A blood-cleansing computer instead of kidneys? Yes, and one that squawks, screams, squeals, screeches, shrieks, beeps, burps, chirps, honks and hollers.
How my kidney-less colleagues can spend their penance in slumber is baffling. Most weary patients bring blankets in preparation for a needed nap. Some show up in pajamas. They know the drill, because when I finish a treatment I can barely walk or talk.
Because kidneys are dependent upon every other vessel, valve, vein, muscle, mineral, bone and artery, the thoroughly trained technicians and RNs who keep us alive are constantly attentive to a legion of medical factors, which they tweak continually on the intimidating machines. Fluids measurement is a priority. As is blood pressure, which enjoys such prestige in the dialysis hierarchy that its own armband is attached to its own arm — the unpunctured one.
“And so dialysis, you poor thing, is a torture chamber!”
Well, no. Let me tell you about little old men with crapped-out kidneys and canes. Little old ladies compete to open the door for me at the liquor store, the drug store, the post office, the liquor store, the grocery store, Image Maker, the liquor store, the bank, Di Luna’s Cafe, wherever. If my cane slips from the grocery cart and clatters to the floor, fellow shoppers compete to retrieve it. Also, as luck (and brilliant planning) would have it, loving family members who live next door mow our lawn, shovel our snow, fix our toilets, chop firepit wood, plant and tend the garden, lug recycling out to the curb, dump the cat litter, watch over Mumsie when I’m away and keep things humming.

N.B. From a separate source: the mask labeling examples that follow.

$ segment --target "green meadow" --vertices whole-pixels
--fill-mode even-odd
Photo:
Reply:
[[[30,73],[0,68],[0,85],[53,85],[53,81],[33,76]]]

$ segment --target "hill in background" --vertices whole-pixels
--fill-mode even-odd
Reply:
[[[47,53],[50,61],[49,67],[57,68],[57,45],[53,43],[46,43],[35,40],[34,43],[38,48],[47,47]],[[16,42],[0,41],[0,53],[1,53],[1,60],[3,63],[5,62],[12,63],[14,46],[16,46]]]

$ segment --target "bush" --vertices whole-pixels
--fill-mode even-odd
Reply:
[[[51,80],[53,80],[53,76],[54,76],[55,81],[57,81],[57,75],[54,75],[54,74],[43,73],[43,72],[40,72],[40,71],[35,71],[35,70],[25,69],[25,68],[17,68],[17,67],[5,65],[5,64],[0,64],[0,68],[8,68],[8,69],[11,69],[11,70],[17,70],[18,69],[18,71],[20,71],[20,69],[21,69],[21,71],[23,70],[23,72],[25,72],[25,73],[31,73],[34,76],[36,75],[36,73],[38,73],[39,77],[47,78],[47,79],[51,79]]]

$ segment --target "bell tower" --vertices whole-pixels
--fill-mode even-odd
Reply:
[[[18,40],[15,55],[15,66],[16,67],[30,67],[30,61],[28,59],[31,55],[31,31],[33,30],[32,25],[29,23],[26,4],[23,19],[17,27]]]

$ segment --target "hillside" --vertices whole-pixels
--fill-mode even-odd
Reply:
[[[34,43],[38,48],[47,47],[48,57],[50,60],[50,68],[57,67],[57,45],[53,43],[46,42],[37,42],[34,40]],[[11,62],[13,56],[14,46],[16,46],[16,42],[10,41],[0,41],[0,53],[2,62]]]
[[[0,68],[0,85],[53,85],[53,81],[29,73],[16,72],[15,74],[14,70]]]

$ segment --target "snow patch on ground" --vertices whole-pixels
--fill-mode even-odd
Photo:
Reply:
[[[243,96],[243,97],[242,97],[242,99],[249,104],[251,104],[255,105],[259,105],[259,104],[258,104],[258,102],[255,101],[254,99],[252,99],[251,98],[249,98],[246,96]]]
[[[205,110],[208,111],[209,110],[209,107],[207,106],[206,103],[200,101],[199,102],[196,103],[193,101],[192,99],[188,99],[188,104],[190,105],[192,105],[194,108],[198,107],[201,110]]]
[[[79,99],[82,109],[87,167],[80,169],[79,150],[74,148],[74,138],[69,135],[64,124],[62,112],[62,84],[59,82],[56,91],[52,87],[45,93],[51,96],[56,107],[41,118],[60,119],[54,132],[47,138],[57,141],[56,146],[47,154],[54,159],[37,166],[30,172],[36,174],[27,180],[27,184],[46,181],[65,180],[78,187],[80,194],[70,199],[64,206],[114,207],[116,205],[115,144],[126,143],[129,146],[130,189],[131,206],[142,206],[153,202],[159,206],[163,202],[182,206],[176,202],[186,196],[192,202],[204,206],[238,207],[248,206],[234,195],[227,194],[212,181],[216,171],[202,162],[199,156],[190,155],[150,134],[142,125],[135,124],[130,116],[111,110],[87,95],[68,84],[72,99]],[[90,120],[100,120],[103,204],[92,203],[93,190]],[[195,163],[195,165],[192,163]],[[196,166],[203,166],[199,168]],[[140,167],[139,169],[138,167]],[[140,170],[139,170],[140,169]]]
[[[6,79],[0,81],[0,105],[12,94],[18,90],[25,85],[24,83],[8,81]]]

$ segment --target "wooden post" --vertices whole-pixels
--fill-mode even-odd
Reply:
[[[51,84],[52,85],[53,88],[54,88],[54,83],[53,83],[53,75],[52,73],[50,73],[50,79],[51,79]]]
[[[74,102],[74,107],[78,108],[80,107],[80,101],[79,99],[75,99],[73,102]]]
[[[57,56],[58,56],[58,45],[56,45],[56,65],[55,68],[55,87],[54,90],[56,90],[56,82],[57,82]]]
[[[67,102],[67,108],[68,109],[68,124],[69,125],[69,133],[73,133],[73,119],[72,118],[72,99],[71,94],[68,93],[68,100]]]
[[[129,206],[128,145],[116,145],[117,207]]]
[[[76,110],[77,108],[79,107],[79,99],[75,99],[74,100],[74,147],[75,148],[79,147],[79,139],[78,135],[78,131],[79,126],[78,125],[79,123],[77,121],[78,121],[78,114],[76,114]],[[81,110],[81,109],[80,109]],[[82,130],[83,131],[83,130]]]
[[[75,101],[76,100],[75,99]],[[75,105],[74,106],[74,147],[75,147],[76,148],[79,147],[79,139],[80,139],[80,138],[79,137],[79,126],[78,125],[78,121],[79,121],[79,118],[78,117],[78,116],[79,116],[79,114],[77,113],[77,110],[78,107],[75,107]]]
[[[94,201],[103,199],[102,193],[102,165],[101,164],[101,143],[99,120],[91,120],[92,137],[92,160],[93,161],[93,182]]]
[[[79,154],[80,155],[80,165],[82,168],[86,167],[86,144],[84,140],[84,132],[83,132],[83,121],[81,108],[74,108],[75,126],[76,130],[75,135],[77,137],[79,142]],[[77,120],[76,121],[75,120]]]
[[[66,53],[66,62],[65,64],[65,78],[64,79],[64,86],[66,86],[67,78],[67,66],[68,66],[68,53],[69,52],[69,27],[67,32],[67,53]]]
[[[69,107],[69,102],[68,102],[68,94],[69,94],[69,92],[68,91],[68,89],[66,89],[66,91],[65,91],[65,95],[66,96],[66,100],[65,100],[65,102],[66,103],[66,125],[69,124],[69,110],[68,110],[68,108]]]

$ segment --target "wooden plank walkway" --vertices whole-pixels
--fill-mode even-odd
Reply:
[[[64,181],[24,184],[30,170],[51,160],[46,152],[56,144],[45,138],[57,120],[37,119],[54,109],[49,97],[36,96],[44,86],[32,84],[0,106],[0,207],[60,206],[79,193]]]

Even if we don’t play tennis, travel or have backyard horses or a boat, nursing a margarita in our cozy patio while watching chickadees bitch at one another at the bird feeders is compensation. The secret to a joyful antique life is to slow down, scale back and simplify. And join the collegiality at a dialysis clinic.
“Excuse me?”
The gentleness, professionalism and wit of technicians Allyssa, Ashley, Ashlyn, Kris, Elisa, Zoe and their pinch hitters easily outweighs treatment discomforts. This veteran of military, collegiate and corporate organizations, and of later nonprofit and university boards, cannot recall a staff so disciplined, so gifted and so content with their task: saving 24 lives every day. The managing office RN in my dialysis clinic sets by example the attitudes and skills of her technicians. For one thing, she’s “been there, done that.” For another, she’s a natural “tough love” leader. Moreover, she is very much liked by those she leads. In 30 years among corporate managers I found that to be somewhat uncommon. (I once ran a national corporate PR organization and it was whispered that some employees didn’t like me. What? Malicious idle gossip!).
The task of a dialysis team is to keep patients healthy and happy. They do so with aplomb. Thanks in large measure to them, my cup runneth over. And Mumsie’s, too.